The bill, sponsored by state Rep. Phil Jensen, a committed foe of abortion rights, alters the state’s legal definition of justifiable homicide by adding language stating that a homicide is permissible if committed by a person “while resisting an attempt to harm” that person’s unborn child or the unborn child of that person’s spouse, partner, parent, or child. If the bill passes, it could in theory allow a woman’s father, mother, son, daughter, or husband to kill anyone who tried to provide that woman an abortion—even if she wanted one.

(Mother Jones)

Or not

(T)he Jensen bill wouldn’t legalize the killing of abortion doctors. It just looks like it does, right now. It would legalize of abortion doctors if abortion became illegal.


Elsewhere in the U.S., veterans are suing the army, claiming they were raped and then forced to work with their alleged attackers:

In one incident, an Army Reservist says two male colleagues raped her in Iraq and videotaped the attack. She complained to authorities after the men circulated the video to colleagues. Despite being bruised from her shoulders to elbows from being held down, she says charges weren’t filed because the commander determined she “did not act like a rape victim” and “did not struggle enough” and authorities said they didn’t want to delay the scheduled return of the alleged attackers to the United States.

(AP/Globe and Mail)

From my experience in Alberta, no politics are more hilariously dirty than small-town politics. Still, this story from Bell, CA, pushes the envelope:

As Bell prepared to hire a police chief in 2009, the top candidate for the post exchanged e-mails with the city’s No. 2 official: “I am looking forward to seeing you and taking all of Bell’s money?!” Randy Adams wrote shortly before starting the job. “Okay … just a share of it!!”

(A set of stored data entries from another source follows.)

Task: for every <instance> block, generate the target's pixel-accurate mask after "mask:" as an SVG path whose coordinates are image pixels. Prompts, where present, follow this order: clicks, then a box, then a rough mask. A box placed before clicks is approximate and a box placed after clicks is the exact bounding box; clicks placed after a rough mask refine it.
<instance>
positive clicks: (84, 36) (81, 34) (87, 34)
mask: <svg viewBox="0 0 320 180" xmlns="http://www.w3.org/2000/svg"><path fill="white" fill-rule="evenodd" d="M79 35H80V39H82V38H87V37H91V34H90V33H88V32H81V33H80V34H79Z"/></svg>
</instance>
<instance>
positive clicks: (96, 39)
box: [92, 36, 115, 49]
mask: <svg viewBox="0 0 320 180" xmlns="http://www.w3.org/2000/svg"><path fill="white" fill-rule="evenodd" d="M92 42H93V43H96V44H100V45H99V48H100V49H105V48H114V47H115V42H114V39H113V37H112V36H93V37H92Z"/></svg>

”LOL … well you can take your share of the pie … just like us!!!” responded Angela Spaccia, the city’s assistant administrator. “We will all get fat together … Bob has an expression he likes to use on occasion,” she continued, referring to her boss and chief administrative officer, Robert Rizzo. “Pigs get Fat … Hogs get slaughtered!!!! So as long as we’re not Hogs … All is well!”

(LA Times)

A beautiful elegy for a murdered gay-rights activist in Uganda:

David Kato was one of a group so tiny, hated and hounded—indeed, illegal—that most Ugandans had never knowingly met one. Gays like him called themselves kuchus, meaning “same”, as in “same-sex”. He was not the same in any way ordinary Ugandans cared to recognise.


Kids In ‘Scared-Straight’ Program Visit Horrifying Cleveland Cavaliers Practice

Ghostface Killah gives dating advice: “So its like um, basically…you know. Make her something to eat. Take her out, you know.”